Design astro socks to protect astronauts’ feet in microgravity

Time to complete Lesson

Six 50-minute class periods

Allow for an additional 1-2 weeks to complete an entire hand

Learning objectives 

• Students build and calibrate a working robotic hand and sensor glove using instructions.
• Students develop design solutions for improving the performance of their robotic hand using sensor data visualized with  digital tools.

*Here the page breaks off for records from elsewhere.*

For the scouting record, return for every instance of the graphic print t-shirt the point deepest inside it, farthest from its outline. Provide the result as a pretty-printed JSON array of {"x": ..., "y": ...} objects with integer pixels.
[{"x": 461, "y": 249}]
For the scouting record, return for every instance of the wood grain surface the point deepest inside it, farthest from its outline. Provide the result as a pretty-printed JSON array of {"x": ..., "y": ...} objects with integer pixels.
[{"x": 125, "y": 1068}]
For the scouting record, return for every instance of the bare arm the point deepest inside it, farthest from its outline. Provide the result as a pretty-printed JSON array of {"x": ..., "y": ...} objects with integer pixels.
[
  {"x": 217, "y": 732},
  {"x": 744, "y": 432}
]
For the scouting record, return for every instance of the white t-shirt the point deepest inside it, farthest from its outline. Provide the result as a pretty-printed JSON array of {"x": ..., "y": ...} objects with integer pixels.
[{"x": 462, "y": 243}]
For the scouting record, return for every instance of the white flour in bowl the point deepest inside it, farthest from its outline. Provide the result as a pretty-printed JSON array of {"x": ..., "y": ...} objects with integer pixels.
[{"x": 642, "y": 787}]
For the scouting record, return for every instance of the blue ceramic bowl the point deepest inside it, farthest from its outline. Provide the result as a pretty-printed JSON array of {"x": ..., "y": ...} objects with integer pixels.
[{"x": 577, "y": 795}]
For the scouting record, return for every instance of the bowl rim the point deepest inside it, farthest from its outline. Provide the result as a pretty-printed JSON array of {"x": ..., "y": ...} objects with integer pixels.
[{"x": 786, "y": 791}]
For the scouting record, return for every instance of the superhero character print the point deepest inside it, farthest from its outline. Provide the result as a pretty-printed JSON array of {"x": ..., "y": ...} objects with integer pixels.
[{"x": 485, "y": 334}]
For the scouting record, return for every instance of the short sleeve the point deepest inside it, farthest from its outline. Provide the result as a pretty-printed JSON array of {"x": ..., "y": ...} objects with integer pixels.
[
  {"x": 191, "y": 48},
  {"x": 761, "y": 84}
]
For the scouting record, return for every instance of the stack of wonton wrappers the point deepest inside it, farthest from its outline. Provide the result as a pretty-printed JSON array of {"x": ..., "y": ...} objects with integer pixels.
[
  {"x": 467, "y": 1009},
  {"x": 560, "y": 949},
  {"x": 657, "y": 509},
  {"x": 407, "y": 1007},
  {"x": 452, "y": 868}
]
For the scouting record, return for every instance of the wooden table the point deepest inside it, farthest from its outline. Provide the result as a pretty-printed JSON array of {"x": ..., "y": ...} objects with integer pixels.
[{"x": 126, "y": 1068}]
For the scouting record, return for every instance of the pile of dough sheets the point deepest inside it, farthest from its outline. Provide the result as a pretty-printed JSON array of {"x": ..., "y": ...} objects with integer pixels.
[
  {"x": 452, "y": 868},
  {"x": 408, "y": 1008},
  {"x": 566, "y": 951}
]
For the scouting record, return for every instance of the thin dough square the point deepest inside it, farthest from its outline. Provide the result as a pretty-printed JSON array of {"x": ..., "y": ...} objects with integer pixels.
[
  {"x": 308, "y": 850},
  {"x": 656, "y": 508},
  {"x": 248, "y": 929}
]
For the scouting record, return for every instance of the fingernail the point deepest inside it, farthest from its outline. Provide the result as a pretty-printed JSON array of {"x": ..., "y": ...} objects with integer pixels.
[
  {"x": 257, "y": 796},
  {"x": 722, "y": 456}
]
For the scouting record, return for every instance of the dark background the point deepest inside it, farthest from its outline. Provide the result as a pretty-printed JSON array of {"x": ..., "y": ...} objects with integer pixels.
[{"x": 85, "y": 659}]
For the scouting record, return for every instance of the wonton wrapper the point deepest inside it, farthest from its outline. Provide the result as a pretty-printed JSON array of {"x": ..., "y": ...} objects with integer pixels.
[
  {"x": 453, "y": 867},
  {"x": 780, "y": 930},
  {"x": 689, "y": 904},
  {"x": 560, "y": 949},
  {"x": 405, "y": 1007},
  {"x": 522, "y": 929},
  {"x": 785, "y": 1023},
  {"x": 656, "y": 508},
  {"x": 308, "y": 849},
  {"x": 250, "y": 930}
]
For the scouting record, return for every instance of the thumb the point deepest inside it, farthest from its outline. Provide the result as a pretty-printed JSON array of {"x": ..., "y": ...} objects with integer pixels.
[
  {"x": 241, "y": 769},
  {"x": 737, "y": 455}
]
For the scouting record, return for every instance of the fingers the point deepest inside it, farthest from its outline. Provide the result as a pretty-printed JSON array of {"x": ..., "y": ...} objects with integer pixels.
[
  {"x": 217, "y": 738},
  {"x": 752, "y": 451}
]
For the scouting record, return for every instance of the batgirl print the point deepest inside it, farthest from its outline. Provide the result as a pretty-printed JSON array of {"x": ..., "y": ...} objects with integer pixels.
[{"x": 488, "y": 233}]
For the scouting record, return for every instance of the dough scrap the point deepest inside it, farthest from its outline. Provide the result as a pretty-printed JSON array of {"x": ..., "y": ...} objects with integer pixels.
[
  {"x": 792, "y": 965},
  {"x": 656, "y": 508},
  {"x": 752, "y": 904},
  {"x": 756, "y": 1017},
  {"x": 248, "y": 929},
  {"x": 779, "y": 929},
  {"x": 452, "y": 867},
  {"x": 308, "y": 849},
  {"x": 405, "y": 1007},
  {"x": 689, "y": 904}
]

Part 1: Prior knowledge and vocabulary

• Students are introduced to the context of the lesson which places them in the role of engineers designing a robotic hand that can be controlled by a wearable sensor glove. Students answer questions related to the lesson learning objectives as a pre-assessment.  Students are also introduced to the project’s working vocabulary.

Part 2: Analog data

• Students research and draw the bones of the human hand and study the movement of their own hands. Using this information, each student builds and calibrates a robotic finger from a milkshake straw. Students then engage in a design challenge to strengthen the joints of their robotic fingers.

Part 3: Digital data

• Each student builds a wearable flex sensor from cardboard, copper tape, and conductive plastic that attaches to their finger. Students then equip their robotic finger with a servo motor. Students complete the electronics component allowing them to connect their sensor and control their finger. Students use a live data visualization on Excel and study digital and analog biofeedback from their own finger’s movement.

Part 4: Reflection

• Students finalize any unfinished components of the student journal. Students complete and discuss the reflection questions in the Student Journal.

Relevance. Data Science is one of the fastest growing professions, according to the Bureau of Labor Statistics. Every industry needs data analytics – including business in all sectors, healthcare, education, and every form of social programming. Inspiring the advancement of NextGen’s data analytics skills is to stimulate reasoning, discourse, and decision-making, ultimately creating a smarter world for us all.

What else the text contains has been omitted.